In the short term, particularly promising are combination battery electric/hydrogen fuel cell vehicles, which use the fuel cell to charge the battery and thereby increase vehicle range.  U.K. based Tevva recently announced the launch of a battery electric/hydrogen fuel cell truck with a range of 500 km (310 miles).  Last month, Volvo Trucks reported that it will offer electric/ fuel cell trucks later this decade, with a range of up to 1000 km (621 miles), using fuel cells manufactured by Cellcentric, a joint venture with Daimler Truck that was established in early 2021.
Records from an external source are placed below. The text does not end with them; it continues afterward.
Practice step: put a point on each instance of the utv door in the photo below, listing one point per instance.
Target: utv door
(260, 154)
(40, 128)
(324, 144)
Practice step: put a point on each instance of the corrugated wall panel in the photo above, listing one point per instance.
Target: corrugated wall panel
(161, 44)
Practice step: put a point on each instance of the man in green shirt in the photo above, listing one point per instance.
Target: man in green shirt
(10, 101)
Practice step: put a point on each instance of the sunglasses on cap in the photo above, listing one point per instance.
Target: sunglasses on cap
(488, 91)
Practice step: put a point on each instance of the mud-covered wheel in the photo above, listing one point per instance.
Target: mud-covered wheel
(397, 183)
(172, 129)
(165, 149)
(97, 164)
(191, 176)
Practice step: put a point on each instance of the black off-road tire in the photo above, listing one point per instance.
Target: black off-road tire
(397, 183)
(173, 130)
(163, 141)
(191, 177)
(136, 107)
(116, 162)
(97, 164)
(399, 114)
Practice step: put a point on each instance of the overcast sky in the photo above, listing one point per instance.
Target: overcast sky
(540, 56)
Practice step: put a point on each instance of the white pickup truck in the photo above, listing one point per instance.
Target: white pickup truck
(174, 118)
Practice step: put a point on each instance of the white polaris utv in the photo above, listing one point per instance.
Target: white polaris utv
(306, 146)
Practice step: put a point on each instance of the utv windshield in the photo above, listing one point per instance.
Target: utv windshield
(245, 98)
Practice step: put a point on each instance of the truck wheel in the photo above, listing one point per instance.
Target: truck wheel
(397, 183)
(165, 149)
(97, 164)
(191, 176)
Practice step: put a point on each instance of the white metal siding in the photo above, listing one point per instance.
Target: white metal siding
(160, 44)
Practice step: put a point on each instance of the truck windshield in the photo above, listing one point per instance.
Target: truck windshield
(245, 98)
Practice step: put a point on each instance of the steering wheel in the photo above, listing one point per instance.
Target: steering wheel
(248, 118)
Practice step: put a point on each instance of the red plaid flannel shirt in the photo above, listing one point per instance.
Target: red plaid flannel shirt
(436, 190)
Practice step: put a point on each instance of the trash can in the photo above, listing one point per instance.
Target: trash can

In fact, according to a recent report of the World Intellectual Property Organization (WIPO), patent applications on fuel cells are experiencing a third surge, with filings surpassing those that occurred in the mid-1980s and early 2000s. 

Hydrogen Fuel Cell Vehicles

China, Japan, and Germany lead the world in the origination of patent applications directed to the technology. 

Hydrogen Fuel Cell Vehicles

Key takeaways from WIPO’s report include:

  • The top 30 players in fuel cells in transport accounted for 40 percent of the patent dataset, and their involvement encompasses not only specific end-products, but also the manufacturing of core elements.
  • Unlike in the electric vehicle space, new players are competing with top-ranked players of recent years, with several small companies being among top patent filers.
  • Fuel-cell vehicle patent filings from university and research institutions have grown in the last few years, with Chinese universities being particularly active in the field (top filers being the Chinese Academy of Sciences, Tsinghua University, and Jilin University).
  • A majority of fuel cell patent applications are directed to proton-exchange membrane (PEM) fuel cells, the same type typically used in automotive applications. 

If patent filings are any indication, both established players and newcomers in the automotive industry agree with WIPO’s analysis that hydrogen fuel cells are “a viable solution to decarbonizing a transportation sector currently responsible for one-quarter of direct CO2 emission from combustible fuel.”